Artist Tauba Auberbach produced this recently:
It’s called RGB Colourspace Atlas, and is a physical, printed book of what it implies is the whole RGB colour space.
Is there an existing commercially available ink set that could print something like this? Naturally, CMYK printers couldn’t do it because they don’t cover the full RGB gamut – they couldn’t reach the pure reds, greens and blues. And for spot colours, mixing and blending them is a Bad Idea – not what they’re normally designed for – so it’s hard to see how they could be used in the complex hue gradients.
Could a hexachrome (CMYKOG, Cyan/Magenta/Yellow/Black/Orange/Green) ink set manage this? Or CMYKRB (…/Red/Blue)? Or anything else?
(Bonus points if anyone somehow knows how this exact book was printed, and hat tip to blog Flowing Data)
Edit: just saw these after DA01 and Brenden’s answers, which suggests that Hexachrome gets close to the sRGB gamut but doesn’t reach all the blues and doesn’t quite reach all the greens:
…and this which suggests HP Indichrome 6-colour doesn’t reach all the reds and blues, and quite a lot on the greens (so you’d expect Indichrome Plus to get close to, but not quite reach, the RGB greens):
The site doesn’t say which RGB gamut, so the question has a bit of a hole in it.
HP doesn’t give any specs and makes no claims that I know of (I just checked again on a couple of their spec sheets) in relation to reproducing an sRGB or Adobe RGB gamut. They do, justifiably, guarantee accurate reproduction of most of the Pantone colors even without using their offline ink mixer. They do offer Photo Cyan and Photo Magenta, essential for photographic reproduction (which speaks to the RGB color space, of course).
I’ll be visiting one of the best digital printing plants in the world a couple of weeks from now and will check. All their digital work is on Indigo, and HP uses them to showcase what the presses can do, to potential buyers. If anybody knows, they will.
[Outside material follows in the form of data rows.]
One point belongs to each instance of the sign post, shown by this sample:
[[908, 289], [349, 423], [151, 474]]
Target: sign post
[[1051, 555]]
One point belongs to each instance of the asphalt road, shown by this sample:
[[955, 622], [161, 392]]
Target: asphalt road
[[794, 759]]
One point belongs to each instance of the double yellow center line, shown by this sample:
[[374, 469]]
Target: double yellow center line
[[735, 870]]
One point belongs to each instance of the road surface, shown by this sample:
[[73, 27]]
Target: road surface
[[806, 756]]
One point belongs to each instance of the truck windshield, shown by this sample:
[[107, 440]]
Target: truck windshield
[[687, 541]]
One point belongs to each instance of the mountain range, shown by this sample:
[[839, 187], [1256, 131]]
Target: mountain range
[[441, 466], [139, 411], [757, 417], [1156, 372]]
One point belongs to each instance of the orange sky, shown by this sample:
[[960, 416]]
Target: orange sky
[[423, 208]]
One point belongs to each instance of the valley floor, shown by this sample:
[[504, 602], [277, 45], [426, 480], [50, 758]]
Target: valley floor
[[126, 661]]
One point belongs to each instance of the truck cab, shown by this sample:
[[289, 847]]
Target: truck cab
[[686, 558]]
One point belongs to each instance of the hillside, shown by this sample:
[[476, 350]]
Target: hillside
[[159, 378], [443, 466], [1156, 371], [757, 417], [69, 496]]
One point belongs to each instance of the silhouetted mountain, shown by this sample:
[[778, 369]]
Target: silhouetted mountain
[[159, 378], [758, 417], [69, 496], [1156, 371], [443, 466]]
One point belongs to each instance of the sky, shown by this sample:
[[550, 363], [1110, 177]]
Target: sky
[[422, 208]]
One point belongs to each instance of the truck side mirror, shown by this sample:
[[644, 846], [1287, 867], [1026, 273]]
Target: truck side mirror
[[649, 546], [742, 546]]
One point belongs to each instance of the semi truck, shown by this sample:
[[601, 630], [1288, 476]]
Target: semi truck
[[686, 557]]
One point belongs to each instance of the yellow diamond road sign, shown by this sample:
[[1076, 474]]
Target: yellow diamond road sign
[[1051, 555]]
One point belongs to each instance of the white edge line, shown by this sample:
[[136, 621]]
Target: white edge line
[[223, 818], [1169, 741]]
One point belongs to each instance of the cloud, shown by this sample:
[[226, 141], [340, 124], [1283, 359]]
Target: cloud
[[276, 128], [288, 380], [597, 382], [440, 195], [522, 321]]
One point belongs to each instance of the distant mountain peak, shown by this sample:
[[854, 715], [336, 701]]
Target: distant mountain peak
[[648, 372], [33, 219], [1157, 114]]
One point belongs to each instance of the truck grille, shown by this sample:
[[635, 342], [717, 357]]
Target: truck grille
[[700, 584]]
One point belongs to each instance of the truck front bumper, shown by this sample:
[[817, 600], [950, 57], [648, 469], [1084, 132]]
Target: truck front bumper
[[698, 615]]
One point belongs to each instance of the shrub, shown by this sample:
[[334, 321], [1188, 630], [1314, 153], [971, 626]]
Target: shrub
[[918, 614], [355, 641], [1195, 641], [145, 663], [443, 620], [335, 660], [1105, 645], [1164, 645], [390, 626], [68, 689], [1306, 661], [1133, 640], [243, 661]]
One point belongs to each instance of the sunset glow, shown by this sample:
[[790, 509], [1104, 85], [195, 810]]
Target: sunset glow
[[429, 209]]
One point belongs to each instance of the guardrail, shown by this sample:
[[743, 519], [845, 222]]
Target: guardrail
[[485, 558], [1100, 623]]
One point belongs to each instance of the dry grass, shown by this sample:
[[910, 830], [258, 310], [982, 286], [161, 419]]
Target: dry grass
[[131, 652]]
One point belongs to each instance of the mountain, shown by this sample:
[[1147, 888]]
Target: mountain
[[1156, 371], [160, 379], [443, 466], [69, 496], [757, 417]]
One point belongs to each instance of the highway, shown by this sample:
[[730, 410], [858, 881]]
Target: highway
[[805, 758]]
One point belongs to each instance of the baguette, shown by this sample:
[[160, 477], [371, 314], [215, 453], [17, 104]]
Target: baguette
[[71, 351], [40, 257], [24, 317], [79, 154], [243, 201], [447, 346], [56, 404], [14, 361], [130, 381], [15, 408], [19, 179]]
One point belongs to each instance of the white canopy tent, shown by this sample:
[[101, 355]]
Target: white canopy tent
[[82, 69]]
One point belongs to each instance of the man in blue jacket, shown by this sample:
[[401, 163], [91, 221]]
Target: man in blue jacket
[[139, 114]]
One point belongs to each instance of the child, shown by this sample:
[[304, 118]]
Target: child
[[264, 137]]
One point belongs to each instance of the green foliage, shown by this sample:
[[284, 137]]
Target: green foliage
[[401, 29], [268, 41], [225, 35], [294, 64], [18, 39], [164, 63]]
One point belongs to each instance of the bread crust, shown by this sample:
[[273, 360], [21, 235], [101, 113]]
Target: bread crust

The only printer I know of that claims to reproduce the Adobe 1998 RGB gamut in full is the Canon Pro9000 (not the 9500, which uses pigment inks). That requires the right ICC profile and the right paper. I’ve not tested that claim scientifically, but I can say that it has the best color gamut of any photo inkjet I’ve used and is a dead-on accurate proofer for CMYK print or grande format work. The Pro9000 uses C, M, Y, K, Photo Cyan, Photo Magenta, Red and Green inks.